In-app messaging facilitates and points to appropriate features that could help the customer increase usage and value. You can also track logins, observe which features and functions are used most, and message the user through emails to get them re-engaged. In PX, you can show and measure the impact on adoption and retention while verbalizing the value to the customer in your meetings or EBRs.
- Health Score Might Be Wrong
In this case, essentially, the right metrics aren’t established at the beginning of the customer journey. Over time those same metrics are continuously measured and assumed to be valid indicators of health. In a sense, you get false positives. To alleviate this pain point, reevaluate your health score model and related metrics regularly. This situation is not a “set it and forget it.”
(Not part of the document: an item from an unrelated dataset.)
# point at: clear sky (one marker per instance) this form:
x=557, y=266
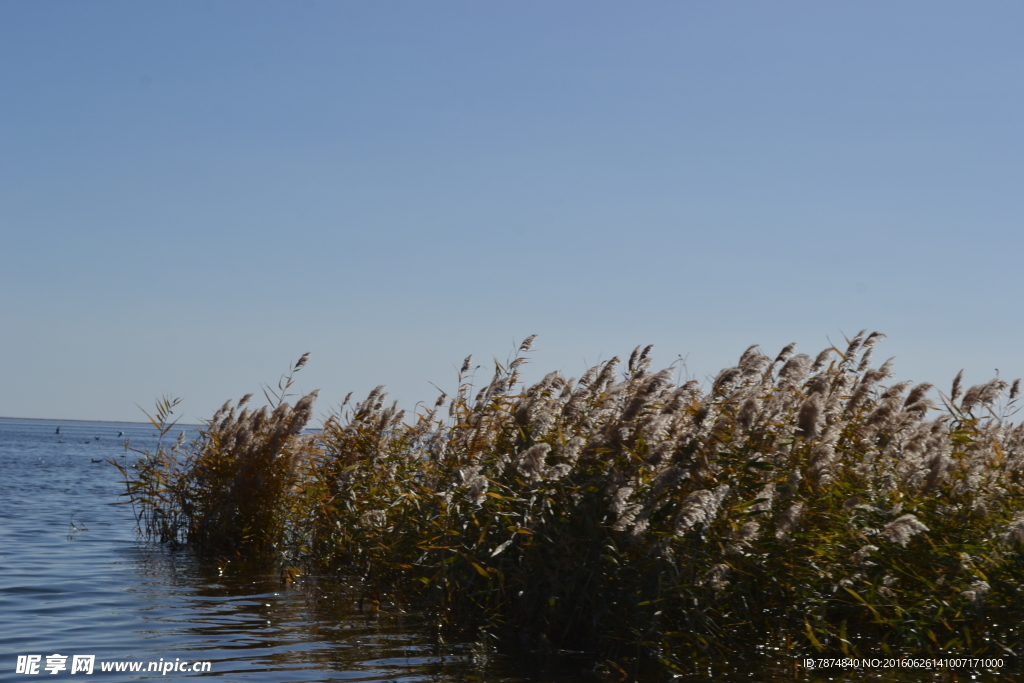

Churn analysis will reveal what was failing for companies in similar segments, industries, and fields. In Gainsight PX, you can compare customers in cohorts to see if it is an individual customer, a segment, or is it the product itself that is the problem.
- Reduction of Tech Stack
Software reduction and consolidation are typical in times of economic uncertainty. Commonly, customers are seeking to reduce tech stack spend by paring down unused or redundant software. In this process, even the best of breed solutions don’t always win. Sometimes the “just good enough but cheaper” solution wins out.
With Gainsight, we say that PX and our CS product are better together. What needs to be heavily conveyed to the customer is the time, value, and effort expended to date in your product. Switching costs and the pain of replicating even a fraction of our platform’s capabilities outweigh their potential churn. If necessary, in situations such as these, be ready to negotiate a reduced contract to keep the customer. But more importantly, find ways to bring as much functionality to your customer as possible, as Gainsight does with its multiple features, such as C360, Scorecards, Timeline, Playbooks, Success Plans, Reporting, and Dashboards under one banner of customer data and analytics. Ultimately, Gainsight’s full suite of tools can eliminate the software spend in other areas.
By raising the customer health and risk visibility using Gainsight PX and CS, you have an edge against churn. Ultimately, you have to establish and keep an open dialog with your customer. It is a combination of data and the associated narrative. Go beyond the analysis, the surveys, and usage data. Be prepared to put personal or perceived bias and feelings aside and set to action to prevent customers from churning. Keep asking, “Why?” Most of all, listen to the voice of the customer. Through their story, verbal or data-driven, you can make the right diagnoses with the right tools.